The photocatalytic sponges displayed outstanding mechanical properties, eventually increasing their usage. The pristine sponge exhibits greater flexibility, elasticity, and durability, making it an ideal template for the preparation of sponges. For instance, in graphitic carbon nitride (g-C3N4)/polyvinyl alcohol composite sponge, the tensile strain increases with an increase in the tensile stress. At 300% strain, the graphitic carbon nitride(g-C3N4)/polyvinyl alcohol composite sponge is about to break. The prepared graphitic carbon nitride (g-C3N4)/polyvinyl alcohol sponge possessed high elastic deformation ability. The composite sponges were easily bent, compressed, and easily returned to the actual structure without affecting the structure of the sponge (Gao et al. 2022c). The zinc sulfide (ZnS)-supported cellulose/chitosan sponge exhibited very high structural stability through the fatigue hysteresis test of the compression cycle. The zinc sulfide (ZnS)-cellulose/chitosan sponge could easily be recovered after being compressed by 80%, and the maximum stress of the sponge was reduced by 10% after twenty compression cycles (You et al. 2022).
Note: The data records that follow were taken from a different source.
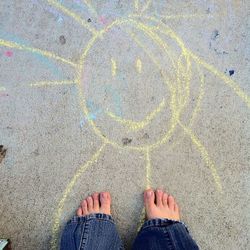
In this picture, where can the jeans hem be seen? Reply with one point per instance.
(161, 223)
(98, 216)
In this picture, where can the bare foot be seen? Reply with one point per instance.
(96, 203)
(159, 204)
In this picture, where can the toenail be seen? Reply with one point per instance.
(149, 194)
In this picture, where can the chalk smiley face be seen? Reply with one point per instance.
(140, 101)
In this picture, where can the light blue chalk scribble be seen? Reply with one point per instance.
(43, 59)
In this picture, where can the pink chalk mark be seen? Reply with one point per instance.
(103, 20)
(8, 53)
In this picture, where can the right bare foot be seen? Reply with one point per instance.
(96, 203)
(160, 205)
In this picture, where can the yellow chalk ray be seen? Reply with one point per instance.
(205, 156)
(133, 125)
(138, 66)
(232, 84)
(67, 191)
(184, 16)
(113, 67)
(141, 7)
(51, 83)
(45, 53)
(148, 169)
(68, 12)
(141, 219)
(136, 4)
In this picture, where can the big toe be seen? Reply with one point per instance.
(105, 199)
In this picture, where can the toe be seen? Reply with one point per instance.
(95, 197)
(176, 208)
(149, 198)
(165, 200)
(90, 204)
(159, 197)
(171, 202)
(84, 207)
(105, 199)
(79, 211)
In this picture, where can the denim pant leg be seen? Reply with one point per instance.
(159, 234)
(91, 232)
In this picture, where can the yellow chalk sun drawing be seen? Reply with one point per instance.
(176, 83)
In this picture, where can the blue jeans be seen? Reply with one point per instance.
(98, 232)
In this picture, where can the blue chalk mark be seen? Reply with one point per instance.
(95, 111)
(116, 98)
(44, 60)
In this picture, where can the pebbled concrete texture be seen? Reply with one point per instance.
(182, 96)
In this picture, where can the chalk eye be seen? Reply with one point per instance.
(138, 65)
(113, 67)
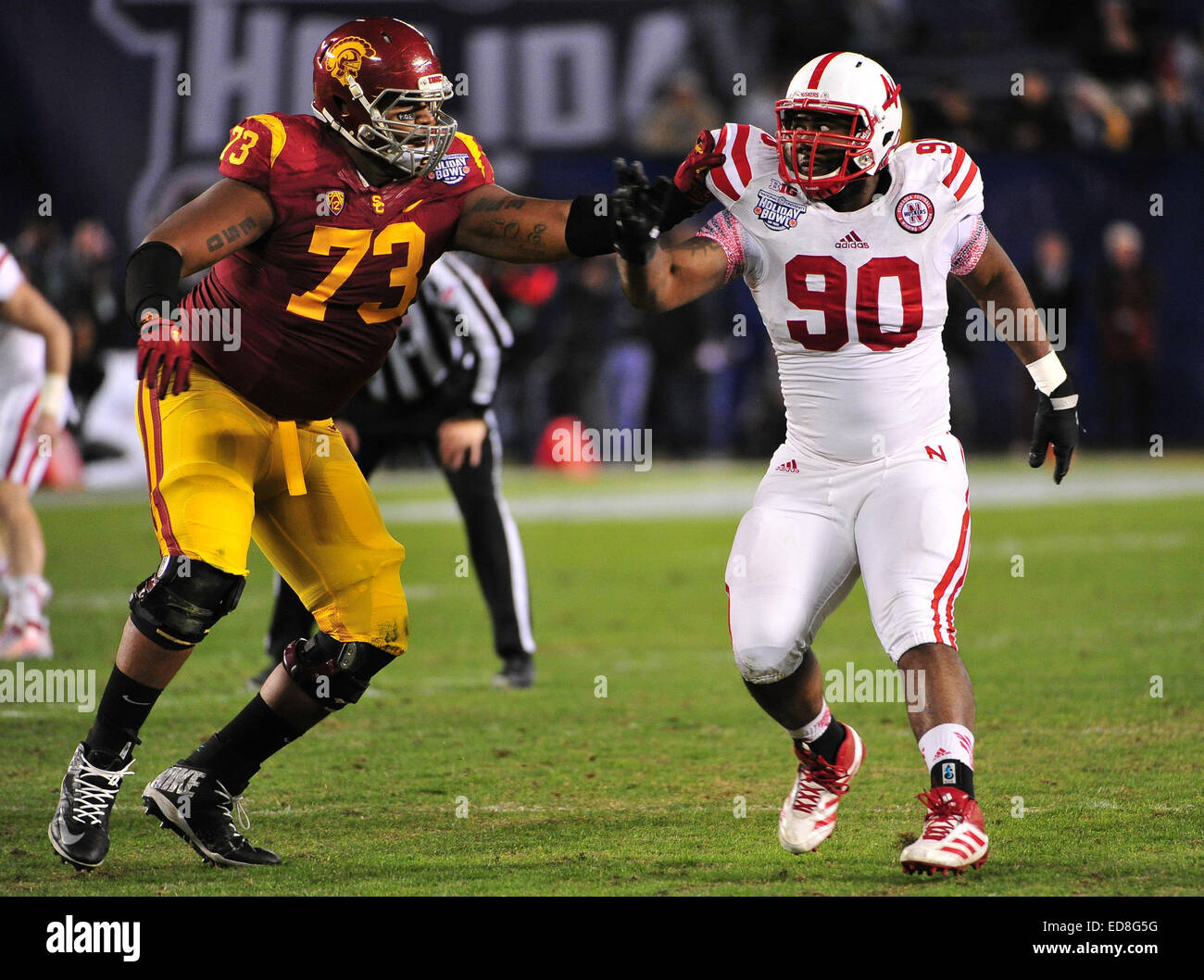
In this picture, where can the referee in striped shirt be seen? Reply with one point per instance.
(434, 390)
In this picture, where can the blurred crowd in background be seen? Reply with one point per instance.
(1022, 80)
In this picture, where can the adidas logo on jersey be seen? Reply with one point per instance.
(853, 241)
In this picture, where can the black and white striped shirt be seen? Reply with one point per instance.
(453, 330)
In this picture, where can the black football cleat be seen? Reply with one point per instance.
(195, 806)
(79, 831)
(517, 672)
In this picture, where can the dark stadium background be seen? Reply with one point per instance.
(91, 116)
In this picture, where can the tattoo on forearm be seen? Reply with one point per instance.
(230, 235)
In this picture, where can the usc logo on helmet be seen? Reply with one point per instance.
(345, 57)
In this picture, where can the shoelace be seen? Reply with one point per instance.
(233, 806)
(821, 776)
(943, 816)
(92, 802)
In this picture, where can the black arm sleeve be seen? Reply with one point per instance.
(152, 278)
(588, 233)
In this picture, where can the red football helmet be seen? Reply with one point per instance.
(366, 69)
(841, 119)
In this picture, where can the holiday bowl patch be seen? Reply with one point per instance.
(914, 213)
(777, 212)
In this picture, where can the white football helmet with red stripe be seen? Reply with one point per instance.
(841, 120)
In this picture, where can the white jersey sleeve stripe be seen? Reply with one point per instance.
(727, 179)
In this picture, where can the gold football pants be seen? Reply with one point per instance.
(221, 472)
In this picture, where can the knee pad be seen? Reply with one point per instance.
(332, 672)
(179, 605)
(769, 665)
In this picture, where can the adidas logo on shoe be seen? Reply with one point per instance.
(853, 241)
(179, 779)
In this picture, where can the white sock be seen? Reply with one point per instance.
(27, 598)
(947, 743)
(815, 727)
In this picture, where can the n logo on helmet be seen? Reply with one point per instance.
(345, 57)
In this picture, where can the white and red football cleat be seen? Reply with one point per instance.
(808, 816)
(28, 641)
(954, 835)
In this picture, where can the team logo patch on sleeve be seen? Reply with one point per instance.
(777, 212)
(345, 58)
(452, 169)
(914, 213)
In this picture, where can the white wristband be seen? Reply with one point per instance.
(1047, 372)
(55, 396)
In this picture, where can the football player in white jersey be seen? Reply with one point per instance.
(35, 357)
(846, 240)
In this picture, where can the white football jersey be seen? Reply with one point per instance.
(853, 301)
(22, 353)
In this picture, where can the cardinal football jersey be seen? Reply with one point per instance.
(320, 295)
(854, 301)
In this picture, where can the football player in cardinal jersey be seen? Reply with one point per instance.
(846, 240)
(320, 232)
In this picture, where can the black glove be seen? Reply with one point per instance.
(636, 209)
(1056, 421)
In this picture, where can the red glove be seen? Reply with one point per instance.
(691, 176)
(164, 350)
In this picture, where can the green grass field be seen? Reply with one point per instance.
(636, 792)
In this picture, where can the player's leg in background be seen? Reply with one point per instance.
(332, 546)
(914, 539)
(25, 630)
(290, 619)
(496, 549)
(789, 569)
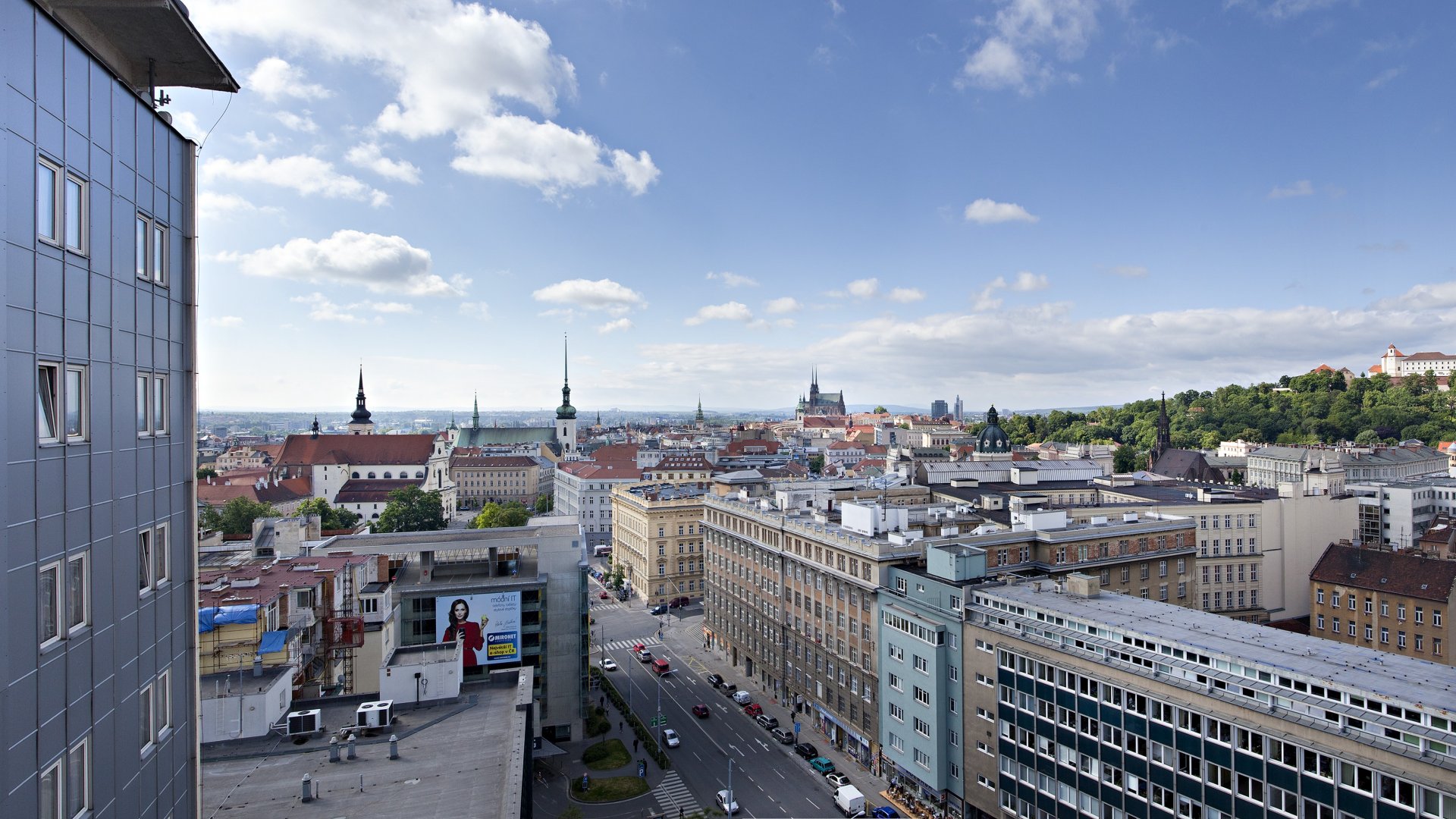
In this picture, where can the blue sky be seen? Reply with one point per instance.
(1033, 203)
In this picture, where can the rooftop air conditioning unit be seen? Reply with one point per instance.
(305, 722)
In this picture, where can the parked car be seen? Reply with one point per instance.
(821, 765)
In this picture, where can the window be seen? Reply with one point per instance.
(61, 403)
(152, 249)
(152, 404)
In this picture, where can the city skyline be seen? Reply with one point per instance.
(1022, 203)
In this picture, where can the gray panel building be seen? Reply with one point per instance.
(99, 287)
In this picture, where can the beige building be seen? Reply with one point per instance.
(1386, 601)
(657, 538)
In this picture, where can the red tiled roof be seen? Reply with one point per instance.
(308, 450)
(1392, 573)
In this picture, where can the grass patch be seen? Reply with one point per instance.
(609, 789)
(606, 755)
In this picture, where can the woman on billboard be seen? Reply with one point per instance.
(471, 634)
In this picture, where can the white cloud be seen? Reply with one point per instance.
(297, 121)
(1302, 188)
(1028, 36)
(370, 156)
(274, 79)
(308, 175)
(382, 264)
(992, 212)
(728, 311)
(1027, 281)
(733, 279)
(601, 295)
(322, 309)
(457, 69)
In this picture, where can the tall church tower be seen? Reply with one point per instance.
(565, 414)
(360, 423)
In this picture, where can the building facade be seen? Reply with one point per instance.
(1114, 706)
(101, 659)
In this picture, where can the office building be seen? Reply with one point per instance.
(99, 667)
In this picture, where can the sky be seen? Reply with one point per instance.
(1025, 203)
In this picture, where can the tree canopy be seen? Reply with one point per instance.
(411, 509)
(237, 516)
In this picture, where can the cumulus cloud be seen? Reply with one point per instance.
(1028, 38)
(457, 69)
(274, 79)
(1302, 188)
(306, 175)
(992, 212)
(381, 264)
(785, 305)
(601, 295)
(733, 280)
(728, 311)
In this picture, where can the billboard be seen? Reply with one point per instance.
(488, 627)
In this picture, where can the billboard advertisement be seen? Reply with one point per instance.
(487, 626)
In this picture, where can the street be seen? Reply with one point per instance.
(767, 779)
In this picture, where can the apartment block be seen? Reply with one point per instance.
(1120, 707)
(101, 287)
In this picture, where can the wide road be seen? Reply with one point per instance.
(767, 779)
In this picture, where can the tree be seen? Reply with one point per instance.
(411, 509)
(1125, 460)
(498, 515)
(237, 516)
(329, 516)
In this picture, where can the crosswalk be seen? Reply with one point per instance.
(673, 796)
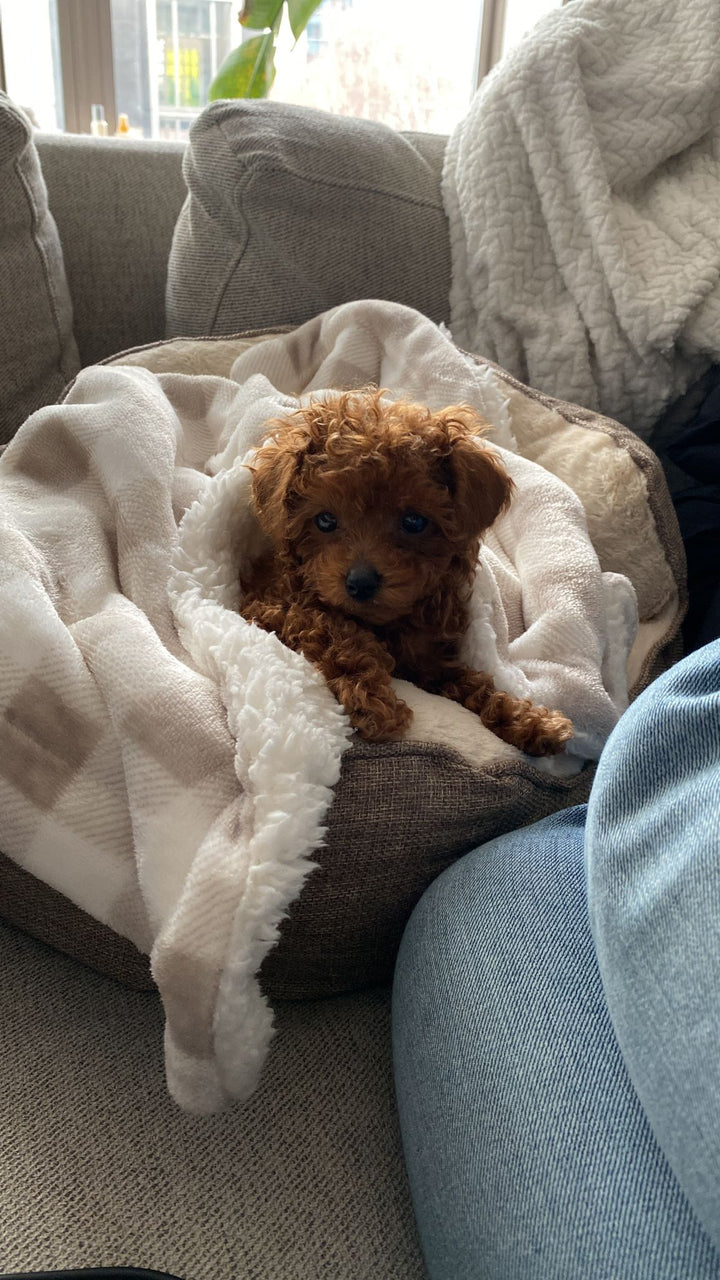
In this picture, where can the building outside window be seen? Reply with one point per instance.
(408, 63)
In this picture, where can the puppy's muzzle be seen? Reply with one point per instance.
(361, 583)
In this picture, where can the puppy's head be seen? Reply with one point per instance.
(374, 502)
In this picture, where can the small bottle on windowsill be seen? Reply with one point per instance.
(98, 122)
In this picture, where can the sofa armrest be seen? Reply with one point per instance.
(115, 202)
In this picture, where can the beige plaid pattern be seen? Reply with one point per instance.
(115, 758)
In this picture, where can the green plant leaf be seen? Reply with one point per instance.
(260, 14)
(249, 71)
(300, 13)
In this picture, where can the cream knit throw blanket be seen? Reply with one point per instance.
(582, 191)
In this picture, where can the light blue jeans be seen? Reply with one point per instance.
(556, 1022)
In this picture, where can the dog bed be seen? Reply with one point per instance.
(169, 776)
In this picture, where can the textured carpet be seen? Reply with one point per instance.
(99, 1168)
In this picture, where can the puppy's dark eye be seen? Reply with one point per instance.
(326, 522)
(413, 522)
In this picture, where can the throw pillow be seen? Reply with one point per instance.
(37, 350)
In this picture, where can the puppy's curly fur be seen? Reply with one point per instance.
(374, 512)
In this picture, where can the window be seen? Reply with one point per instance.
(413, 64)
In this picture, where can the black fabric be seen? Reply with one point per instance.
(696, 451)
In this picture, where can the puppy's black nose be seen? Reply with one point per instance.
(361, 581)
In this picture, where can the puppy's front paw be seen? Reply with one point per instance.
(377, 718)
(545, 732)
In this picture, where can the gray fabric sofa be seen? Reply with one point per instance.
(98, 1166)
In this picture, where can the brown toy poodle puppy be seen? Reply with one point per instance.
(374, 511)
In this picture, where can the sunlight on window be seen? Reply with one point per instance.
(411, 65)
(408, 63)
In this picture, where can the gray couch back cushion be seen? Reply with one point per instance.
(292, 210)
(115, 202)
(37, 350)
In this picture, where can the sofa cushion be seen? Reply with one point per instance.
(291, 211)
(37, 350)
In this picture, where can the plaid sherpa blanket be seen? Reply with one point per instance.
(582, 192)
(163, 763)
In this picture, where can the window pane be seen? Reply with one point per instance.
(32, 68)
(406, 63)
(523, 14)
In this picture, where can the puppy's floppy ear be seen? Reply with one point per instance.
(274, 467)
(478, 480)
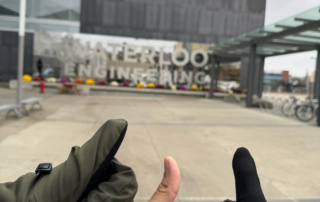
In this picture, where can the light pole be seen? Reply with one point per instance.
(21, 50)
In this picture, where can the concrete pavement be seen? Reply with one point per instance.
(200, 134)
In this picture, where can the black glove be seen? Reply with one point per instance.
(90, 174)
(248, 188)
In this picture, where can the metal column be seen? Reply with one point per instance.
(252, 62)
(317, 87)
(212, 77)
(21, 50)
(260, 80)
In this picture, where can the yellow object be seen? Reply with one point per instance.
(140, 85)
(195, 88)
(90, 82)
(26, 77)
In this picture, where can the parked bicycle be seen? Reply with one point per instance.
(308, 110)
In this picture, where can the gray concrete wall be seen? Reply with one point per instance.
(258, 79)
(203, 21)
(9, 55)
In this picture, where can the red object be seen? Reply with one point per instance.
(161, 86)
(285, 75)
(38, 78)
(42, 85)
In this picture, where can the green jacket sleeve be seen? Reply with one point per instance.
(91, 173)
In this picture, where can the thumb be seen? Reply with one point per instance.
(169, 186)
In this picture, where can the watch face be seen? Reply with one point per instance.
(44, 168)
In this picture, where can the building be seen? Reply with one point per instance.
(199, 21)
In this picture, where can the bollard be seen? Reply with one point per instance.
(42, 85)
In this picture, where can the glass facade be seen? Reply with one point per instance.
(50, 15)
(47, 9)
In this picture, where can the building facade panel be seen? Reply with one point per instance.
(200, 19)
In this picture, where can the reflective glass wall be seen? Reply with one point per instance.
(49, 15)
(48, 9)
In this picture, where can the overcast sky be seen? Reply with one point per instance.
(297, 64)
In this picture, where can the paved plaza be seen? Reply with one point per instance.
(200, 134)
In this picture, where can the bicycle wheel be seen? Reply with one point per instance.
(304, 113)
(284, 108)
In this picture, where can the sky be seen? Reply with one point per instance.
(297, 64)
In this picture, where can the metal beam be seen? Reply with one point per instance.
(292, 41)
(212, 77)
(290, 52)
(294, 30)
(252, 62)
(304, 20)
(291, 31)
(290, 45)
(307, 37)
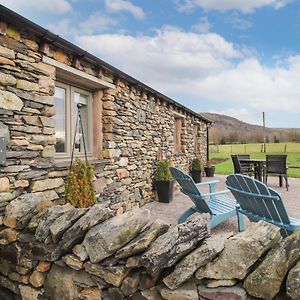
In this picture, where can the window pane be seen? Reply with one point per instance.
(79, 139)
(60, 119)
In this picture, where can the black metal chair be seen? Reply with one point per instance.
(276, 165)
(242, 168)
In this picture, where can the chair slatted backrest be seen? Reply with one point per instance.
(236, 164)
(257, 200)
(276, 164)
(189, 188)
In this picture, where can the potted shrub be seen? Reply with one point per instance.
(79, 188)
(163, 181)
(209, 170)
(196, 169)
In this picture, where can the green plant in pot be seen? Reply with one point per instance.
(196, 170)
(163, 181)
(209, 170)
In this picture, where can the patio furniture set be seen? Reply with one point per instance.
(260, 168)
(252, 198)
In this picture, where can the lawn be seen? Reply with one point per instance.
(225, 151)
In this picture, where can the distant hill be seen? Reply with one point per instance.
(231, 130)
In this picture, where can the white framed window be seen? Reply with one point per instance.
(177, 135)
(66, 99)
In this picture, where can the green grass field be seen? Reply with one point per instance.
(223, 152)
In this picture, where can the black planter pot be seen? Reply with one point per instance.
(164, 190)
(196, 175)
(209, 171)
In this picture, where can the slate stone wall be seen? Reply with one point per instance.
(138, 127)
(60, 252)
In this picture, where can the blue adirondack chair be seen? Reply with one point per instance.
(220, 207)
(259, 202)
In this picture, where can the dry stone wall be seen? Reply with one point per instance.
(138, 126)
(91, 255)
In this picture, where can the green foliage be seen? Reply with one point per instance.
(79, 189)
(196, 164)
(163, 172)
(226, 167)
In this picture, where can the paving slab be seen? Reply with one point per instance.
(170, 212)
Similarly, a three-dimensional lignosulfonate composited sponge impregnated with bismuth vanadate/polyaniline/silver ternary photocatalytic sponge can be compressed into thin sheets and recovered back to normal shape after soaking with water. The compressive strength of the sponge is increased from 0.052 to 0.105 MPa after the incorporation of a photocatalyst into the sponge (Gao et al. 2022b). Similarly, the compressive strength of the three-dimensional sponge complexed molybdenum sulfide (MoS2)/bismuth sulfide (Bi2S3)/bismuth vanadate (BiVO4) is increased from 0.049 to 0.148 MPa after the incorporation of ternary photocatalysts into the sponge (Gao et al. 2022a). Almost all the researchers reported an increment in mechanical properties and retained it back to its normal structure. The phenomenal mechanical properties are responsible for the reusability of sponges.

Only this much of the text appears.